Prep Time: 15 minutes
Cook Time: 25 minutes
Total Time: 40 minutes
Servings: 4
Ingredients:
4 boneless chicken breasts
3 tablespoons vegetable or canola oil
Kosher salt and black ground pepper
1/2 cup dry white wine
1/3 cup lemon juice (about 3 squeezed lemons)
1/4 cup minced shallots
3 tablespoons heavy cream
1/2 unsalted butter, diced, softened at room temperature
Directions:
1. Preheat oven to 425ºF.
2. Pat chicken breasts dry with paper towel and sprinkle them generously on both sides with salt and pepper.
3. In a large pan/skillet, heat oil over medium-high heat for about two minutes, until the oil begins to smoke.
4. Place chicken breasts in pan for 4-5 minutes, without moving! until they’re golden brown.
5. Flip the chicken breasts and immediately put entire pan into oven for 12-15 minutes until chicken is cooked through.
6. While the chicken is in the oven, combine white wine, lemon juice, and minced shallots in a medium sauce pan over medium-high heat for about 5 minutes, or until there is only about 2 tablespoons of liquid left.

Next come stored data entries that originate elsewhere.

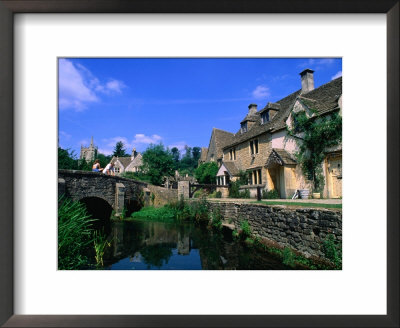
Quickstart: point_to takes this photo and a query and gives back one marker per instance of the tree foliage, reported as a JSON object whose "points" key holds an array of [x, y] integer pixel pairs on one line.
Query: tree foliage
{"points": [[314, 136], [157, 163], [119, 149], [206, 173], [67, 159]]}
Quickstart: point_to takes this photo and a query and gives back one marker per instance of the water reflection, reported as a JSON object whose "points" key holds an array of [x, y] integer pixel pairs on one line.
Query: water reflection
{"points": [[141, 245]]}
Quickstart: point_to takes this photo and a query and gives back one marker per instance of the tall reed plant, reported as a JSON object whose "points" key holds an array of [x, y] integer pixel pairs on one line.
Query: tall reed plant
{"points": [[75, 235]]}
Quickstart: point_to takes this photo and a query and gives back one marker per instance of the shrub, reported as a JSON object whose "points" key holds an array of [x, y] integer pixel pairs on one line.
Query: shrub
{"points": [[216, 220], [332, 251], [74, 235], [244, 193], [270, 194]]}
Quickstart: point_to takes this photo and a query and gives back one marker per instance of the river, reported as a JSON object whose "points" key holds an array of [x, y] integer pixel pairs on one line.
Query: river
{"points": [[148, 245]]}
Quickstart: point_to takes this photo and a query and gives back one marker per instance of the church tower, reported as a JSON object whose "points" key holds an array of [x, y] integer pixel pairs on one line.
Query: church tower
{"points": [[88, 153]]}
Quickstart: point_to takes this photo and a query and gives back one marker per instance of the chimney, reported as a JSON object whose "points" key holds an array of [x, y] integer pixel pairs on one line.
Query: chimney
{"points": [[307, 80], [252, 109]]}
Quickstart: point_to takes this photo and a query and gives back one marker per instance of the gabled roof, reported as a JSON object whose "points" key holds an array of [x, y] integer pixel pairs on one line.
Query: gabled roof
{"points": [[281, 157], [203, 155], [231, 167], [125, 161], [222, 138], [323, 99], [137, 161], [258, 128]]}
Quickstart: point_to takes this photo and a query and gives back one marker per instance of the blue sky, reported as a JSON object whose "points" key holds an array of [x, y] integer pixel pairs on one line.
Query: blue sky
{"points": [[176, 101]]}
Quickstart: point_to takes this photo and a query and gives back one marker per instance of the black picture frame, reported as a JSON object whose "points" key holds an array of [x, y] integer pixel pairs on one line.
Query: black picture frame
{"points": [[7, 198]]}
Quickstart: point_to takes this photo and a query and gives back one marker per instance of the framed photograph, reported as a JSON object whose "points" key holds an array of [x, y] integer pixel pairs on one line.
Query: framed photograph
{"points": [[128, 61]]}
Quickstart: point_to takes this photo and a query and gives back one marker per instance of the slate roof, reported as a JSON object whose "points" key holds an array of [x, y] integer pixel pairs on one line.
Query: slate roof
{"points": [[258, 128], [323, 99], [137, 161], [125, 161], [222, 138], [231, 167]]}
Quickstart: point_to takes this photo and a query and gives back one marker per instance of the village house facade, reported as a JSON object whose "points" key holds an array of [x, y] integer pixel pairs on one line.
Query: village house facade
{"points": [[127, 163], [263, 149]]}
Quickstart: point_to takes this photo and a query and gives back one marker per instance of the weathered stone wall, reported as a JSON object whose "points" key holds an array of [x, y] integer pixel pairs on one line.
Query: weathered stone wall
{"points": [[301, 229], [162, 196], [244, 159]]}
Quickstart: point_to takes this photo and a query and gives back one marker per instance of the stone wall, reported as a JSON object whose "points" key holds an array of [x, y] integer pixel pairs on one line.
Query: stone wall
{"points": [[301, 229], [162, 196]]}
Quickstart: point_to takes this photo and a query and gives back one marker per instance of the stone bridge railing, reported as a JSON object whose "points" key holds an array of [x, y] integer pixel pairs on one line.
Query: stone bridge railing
{"points": [[117, 191]]}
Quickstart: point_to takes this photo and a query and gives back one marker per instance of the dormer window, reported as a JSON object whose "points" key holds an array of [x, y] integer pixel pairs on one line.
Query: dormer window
{"points": [[254, 146], [265, 117], [243, 127]]}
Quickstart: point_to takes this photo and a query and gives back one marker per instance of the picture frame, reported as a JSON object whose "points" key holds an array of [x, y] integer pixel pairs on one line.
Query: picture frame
{"points": [[7, 198]]}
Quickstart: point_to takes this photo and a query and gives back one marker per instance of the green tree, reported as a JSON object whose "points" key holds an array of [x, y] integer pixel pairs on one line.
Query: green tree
{"points": [[157, 163], [206, 173], [67, 159], [119, 149]]}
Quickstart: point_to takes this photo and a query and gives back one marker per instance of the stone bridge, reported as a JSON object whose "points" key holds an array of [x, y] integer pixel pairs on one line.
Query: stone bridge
{"points": [[103, 193]]}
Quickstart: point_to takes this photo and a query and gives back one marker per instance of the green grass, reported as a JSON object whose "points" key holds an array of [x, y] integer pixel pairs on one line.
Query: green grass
{"points": [[301, 204]]}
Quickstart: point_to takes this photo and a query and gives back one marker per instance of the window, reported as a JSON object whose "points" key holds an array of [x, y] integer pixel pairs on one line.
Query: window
{"points": [[244, 127], [259, 176], [232, 154], [254, 146], [250, 178], [265, 117]]}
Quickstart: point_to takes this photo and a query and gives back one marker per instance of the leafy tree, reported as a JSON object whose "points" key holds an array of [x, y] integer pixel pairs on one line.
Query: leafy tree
{"points": [[314, 135], [176, 156], [119, 149], [206, 173], [157, 163], [67, 159], [103, 159]]}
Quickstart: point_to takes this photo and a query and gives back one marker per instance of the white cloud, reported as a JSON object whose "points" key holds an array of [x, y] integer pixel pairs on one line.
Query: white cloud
{"points": [[64, 135], [78, 87], [338, 74], [143, 139], [316, 63], [261, 92], [139, 141]]}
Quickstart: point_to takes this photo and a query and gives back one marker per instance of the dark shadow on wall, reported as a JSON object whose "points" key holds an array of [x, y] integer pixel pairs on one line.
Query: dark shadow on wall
{"points": [[132, 205], [101, 211]]}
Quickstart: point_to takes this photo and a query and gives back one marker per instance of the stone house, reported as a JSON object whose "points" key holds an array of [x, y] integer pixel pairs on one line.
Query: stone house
{"points": [[127, 163], [263, 149]]}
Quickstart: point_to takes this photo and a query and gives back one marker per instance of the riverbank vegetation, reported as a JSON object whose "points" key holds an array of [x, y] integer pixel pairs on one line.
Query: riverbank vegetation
{"points": [[79, 245]]}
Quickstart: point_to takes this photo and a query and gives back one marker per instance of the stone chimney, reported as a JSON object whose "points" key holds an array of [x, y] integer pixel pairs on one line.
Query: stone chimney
{"points": [[307, 80], [134, 153], [252, 109]]}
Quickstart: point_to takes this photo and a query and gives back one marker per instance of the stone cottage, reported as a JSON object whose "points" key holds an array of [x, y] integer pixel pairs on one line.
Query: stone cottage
{"points": [[127, 163], [263, 149]]}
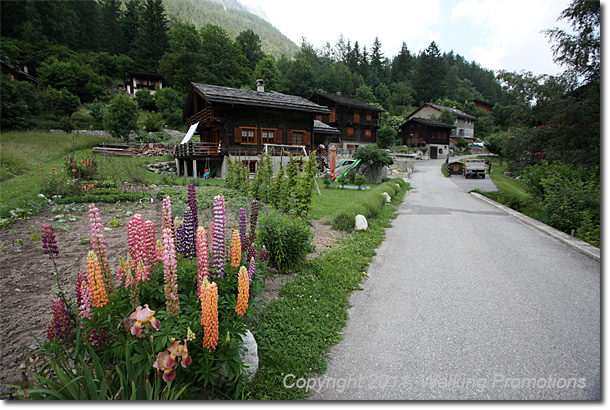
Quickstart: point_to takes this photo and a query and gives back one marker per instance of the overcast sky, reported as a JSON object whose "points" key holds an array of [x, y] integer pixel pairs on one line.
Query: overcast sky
{"points": [[497, 34]]}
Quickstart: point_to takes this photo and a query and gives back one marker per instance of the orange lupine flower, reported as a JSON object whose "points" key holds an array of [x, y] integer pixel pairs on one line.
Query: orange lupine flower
{"points": [[97, 289], [235, 250], [209, 314], [244, 291]]}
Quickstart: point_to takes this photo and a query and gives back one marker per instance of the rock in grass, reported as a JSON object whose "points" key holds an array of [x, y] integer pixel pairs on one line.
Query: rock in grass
{"points": [[388, 198], [361, 223]]}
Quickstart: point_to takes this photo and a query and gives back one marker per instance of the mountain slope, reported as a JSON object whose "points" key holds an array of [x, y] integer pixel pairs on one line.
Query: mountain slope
{"points": [[234, 18]]}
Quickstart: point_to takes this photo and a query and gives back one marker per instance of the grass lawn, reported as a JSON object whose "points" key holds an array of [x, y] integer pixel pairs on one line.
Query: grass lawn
{"points": [[296, 331]]}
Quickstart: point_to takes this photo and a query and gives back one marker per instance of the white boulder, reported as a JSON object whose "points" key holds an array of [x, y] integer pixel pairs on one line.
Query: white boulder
{"points": [[361, 223]]}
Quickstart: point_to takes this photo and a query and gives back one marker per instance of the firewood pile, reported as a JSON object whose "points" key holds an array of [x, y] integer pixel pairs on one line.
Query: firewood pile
{"points": [[134, 150]]}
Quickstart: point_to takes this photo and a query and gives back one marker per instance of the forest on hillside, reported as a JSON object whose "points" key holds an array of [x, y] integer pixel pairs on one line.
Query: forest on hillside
{"points": [[80, 51]]}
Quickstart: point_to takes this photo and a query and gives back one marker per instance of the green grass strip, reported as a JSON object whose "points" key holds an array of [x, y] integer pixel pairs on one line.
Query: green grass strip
{"points": [[296, 331]]}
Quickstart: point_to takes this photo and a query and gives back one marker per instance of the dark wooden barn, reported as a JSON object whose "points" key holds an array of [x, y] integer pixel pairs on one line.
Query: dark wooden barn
{"points": [[356, 121], [240, 123], [422, 130]]}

*If the sauce reduces too much and you’re left with less than 2 tbsp., add an extra splash of wine or water.
7. Add the cream, 1 teaspoon of salt and 1/4 teaspoon of pepper and bring to a full boil.
8. Remove from heat, add the diced butter, and swirl until butter is fully incorporated.
9. Pour over chicken and serve.
*The sauce cannot be reheated or it will “break”! Try timing the chicken and sauce together so you can serve the dish while it’s hot.